Once bet size reaches $45/month or $540, the bonus is totally gone and all that is left net gain is the $800. The net gain remains flat at $800 for larger bets.

Again, it’s all theoretical. Nobody voluntarily losing 87 pounds is going to have a BMI of 29.6 or less.

Now that I have dispensed with this, read on as I describe the $16 per month net gain (plus bonus) for men that the range field conceals.

$9 to $60 per month: Triple-bonus betting range for men

The maximum net gain for men at 87 pounds of weight loss over 12 months is $16 times 87, or $1,392, plus the bonus for making such a grand pledge.

The bonus for men is $3.20 times the portion of the pledged weight amount that exceeds 10% of starting weight. If a man starts at 250 and tries to get to 163, the bonus will be $3.20 * (87 – 0.1*250) or $198.40. The more the man starts out at, the less the bonus will be. But at higher starting weights you can pledge more weight loss anyway to get the bonus up—and also the bet-multiplied portion of net gain, as your net gain cap goes up with pledged weight.

In the plots I assumed a 250-pound man for convenience. The plot and it’s constituent values are hidden in the range display—but because you are reading my blog you will know what they are.

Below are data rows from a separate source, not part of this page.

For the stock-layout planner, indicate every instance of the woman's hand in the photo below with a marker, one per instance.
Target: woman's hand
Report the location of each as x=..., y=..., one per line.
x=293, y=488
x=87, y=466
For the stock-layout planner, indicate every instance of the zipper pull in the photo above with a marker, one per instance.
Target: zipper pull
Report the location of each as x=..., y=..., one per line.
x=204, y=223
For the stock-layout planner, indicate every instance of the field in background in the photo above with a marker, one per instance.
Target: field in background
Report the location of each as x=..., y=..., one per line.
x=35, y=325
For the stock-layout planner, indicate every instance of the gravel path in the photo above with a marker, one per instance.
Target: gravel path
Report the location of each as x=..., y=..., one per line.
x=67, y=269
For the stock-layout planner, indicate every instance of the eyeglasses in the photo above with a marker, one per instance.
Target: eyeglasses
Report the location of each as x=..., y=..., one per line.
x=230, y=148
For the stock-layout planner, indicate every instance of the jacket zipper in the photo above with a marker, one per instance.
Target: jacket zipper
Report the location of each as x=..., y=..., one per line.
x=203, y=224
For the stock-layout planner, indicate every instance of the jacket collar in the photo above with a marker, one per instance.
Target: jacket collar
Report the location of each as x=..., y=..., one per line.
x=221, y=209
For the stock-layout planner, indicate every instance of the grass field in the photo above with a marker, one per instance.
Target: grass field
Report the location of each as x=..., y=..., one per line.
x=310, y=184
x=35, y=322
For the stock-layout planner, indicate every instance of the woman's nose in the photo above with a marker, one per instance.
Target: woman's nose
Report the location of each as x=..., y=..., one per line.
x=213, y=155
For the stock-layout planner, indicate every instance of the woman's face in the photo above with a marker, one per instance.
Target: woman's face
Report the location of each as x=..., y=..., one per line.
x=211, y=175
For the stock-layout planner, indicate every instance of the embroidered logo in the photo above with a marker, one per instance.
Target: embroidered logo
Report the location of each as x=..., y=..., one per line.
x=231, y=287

For men, the maximum net gain and prize are available at $60 per month or $720 total bet. This gets a man a $1,584.74 gain and a $2,304.74 prize, with an ROI of 220.10%. You actually lose a little bit of bonus compared to $59 per month, but you more than make up for it in bet-multiplied gain (ideally, you’d bet $59.76 per month to get right on the net gain peak, but Healthy Wage requires round dollar bet amounts per month.

Beyond $60 per month, additional dollars are no longer multiplied for men, and the net gain bonus above $1,392 is gradually forfeited. At $69 per month the bonus is totally gone and the net gain remains at $1,392 for larger bets.

Of course, all of these bets over $60/month are sucker bets for men. Don’t make them.

$9 to $112 per month: Triple-bonus payouts for women

Women with BMI 33.22 or greater i.e. most of them) get $30 per pound plus bonus for their maximum net gain.

At $112/month, or $1,334 total, a woman can get $2,950.94 net gain and $4,294.94 prize, with an ROI of 219.56%. The net gain is $2,619 pulse the bonus, which is assumed by the range display to be $341.97 (corresponding to a starting weight of 300 pounds).

The bonus is depleted as the bet increases from $113 to $127 per month.

From $127 on, the bonus is zero, and the $2,610 remains for all larger bets…including the $250 per month that Tessa put down.

Coda

I am so glad that Tessa made it. She was pre-diabetic. Now she no longer is. And she got to go to the eastern seaboard to film that ad with some other winners.

And she got a lot of money—$2,610–for her efforts. Healthy Wage made nothing.

But what if she had gotten to the end of her 12 months and was close to goal, but not quite there? She would have the nasty dilemma of forfeiting $3,000 or paying another $1,500 over 6 months to extend her wager for that same period of time. She’d net only $1,160 on the entire endeavor when she finally got to goal.

Had she known what I just described about the calculator and its net gain limits, and bet $112 per month or $1,334 in the HealthyWager, her net gain would be around $2,950 if she made it in 12 months. If she had to extend, she could still pick up that money—but the extension would cost her only $672, not $1,500. Her profit after one extension would be about $2,278, not $1,160.

The $250 per month is definitely a motivating factor. Perhaps it performs that function better for some people than $112 would (but not me!). But if you feel you need to put that extra $138 per month to work, you can do so by investing in 12-week challenges, or 8-week step challenges… or $10,000 jackpots (affiliate link to earn me commissions; thanks in advance!). These are not subject to net gain restrictions.

I don’t mean to be a Debbie Downer, but net gain caps are net gain caps.